London Mayor Ken Livingstone is about to start trials of London's first bus fueled by bio-ethanol. The Scania OmniCity double-decker will carry 81 passengers and be powered by ethanol made from Brazilian sugar cane.
Transport for London Environment (TfL) Coordinator Helen Woolston said on Friday the bus would join a fleet of seven hybrid diesel-electric buses currently running in London, with plans for 50 more hybrids by the end of 2008.
TfL has just completed trials of hydrogen-powered buses and plans to buy 10 of these in the next year or so, she told the Bioethanol conference in London on Friday.
The buses are part of the mayor's new goal of cutting London's CO² emissions by 60 percent from 1990 levels by 2025. TfL is also considering basing London congestion charges on vehicles' CO² emissions, with a banding system similar to the government's new road tax system, Woolston said.
Scania's current ethanol engine generation reaches Euro 4 levels, required from October this year. Around 600 ethanol buses have been delivered so far. Scania is now developing its next-generation ethanol engine, planned to be ready for introduction in late 2007.

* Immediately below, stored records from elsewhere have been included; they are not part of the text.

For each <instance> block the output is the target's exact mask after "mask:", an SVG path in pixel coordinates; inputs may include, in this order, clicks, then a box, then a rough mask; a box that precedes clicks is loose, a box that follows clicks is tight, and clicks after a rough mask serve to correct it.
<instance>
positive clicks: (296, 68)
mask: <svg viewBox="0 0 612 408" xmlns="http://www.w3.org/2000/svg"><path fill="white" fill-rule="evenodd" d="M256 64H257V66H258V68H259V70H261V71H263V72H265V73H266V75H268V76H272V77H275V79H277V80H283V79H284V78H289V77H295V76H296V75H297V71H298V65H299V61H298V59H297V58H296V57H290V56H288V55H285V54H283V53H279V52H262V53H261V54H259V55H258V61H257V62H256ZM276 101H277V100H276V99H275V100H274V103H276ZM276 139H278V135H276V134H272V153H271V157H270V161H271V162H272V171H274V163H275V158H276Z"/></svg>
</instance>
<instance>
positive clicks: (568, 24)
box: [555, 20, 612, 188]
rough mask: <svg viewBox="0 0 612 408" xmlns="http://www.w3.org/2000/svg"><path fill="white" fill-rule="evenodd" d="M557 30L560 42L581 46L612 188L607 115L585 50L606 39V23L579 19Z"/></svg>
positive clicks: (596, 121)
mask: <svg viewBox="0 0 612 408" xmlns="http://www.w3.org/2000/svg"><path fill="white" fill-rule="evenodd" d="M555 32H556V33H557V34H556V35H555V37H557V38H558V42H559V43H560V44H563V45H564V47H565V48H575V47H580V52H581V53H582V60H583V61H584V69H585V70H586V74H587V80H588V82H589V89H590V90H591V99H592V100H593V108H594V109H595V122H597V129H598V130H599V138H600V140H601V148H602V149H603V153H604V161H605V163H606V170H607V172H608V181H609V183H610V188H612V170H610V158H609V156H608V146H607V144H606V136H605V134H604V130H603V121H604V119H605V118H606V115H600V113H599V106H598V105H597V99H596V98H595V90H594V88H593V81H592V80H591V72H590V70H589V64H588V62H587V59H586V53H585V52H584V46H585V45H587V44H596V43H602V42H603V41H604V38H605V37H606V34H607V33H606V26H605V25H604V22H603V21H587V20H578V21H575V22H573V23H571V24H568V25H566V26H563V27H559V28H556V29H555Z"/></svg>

Scania is also supplying the ethanol-powered city buses for use in the BEST Bioethanol for Sustainable Transport) consortium's field trials of ethanol as a vehicle fuel.
Stagecoach's pilot study vehicle will operate in Liverpool, Barnsley, Sheffield, Newcastle and Manchester.
Stagecoach recently expanded the use of biodiesel to 1,800 vehicles in the UK in a move to reduce greenhouse gas emissions and improve fuel efficiency. It is now used at 28 depots in Scotland, and the North-east and North-west of England.
For the past year, Stagecoach has also been using the fuel additive Envirox across its entire UK bus fleet. Tests delivered more than a 5% cut in fuel consumption and an associated decrease in vehicle emissions.
The greenest, zero-emission vehicles are already exempt from the congestion charge.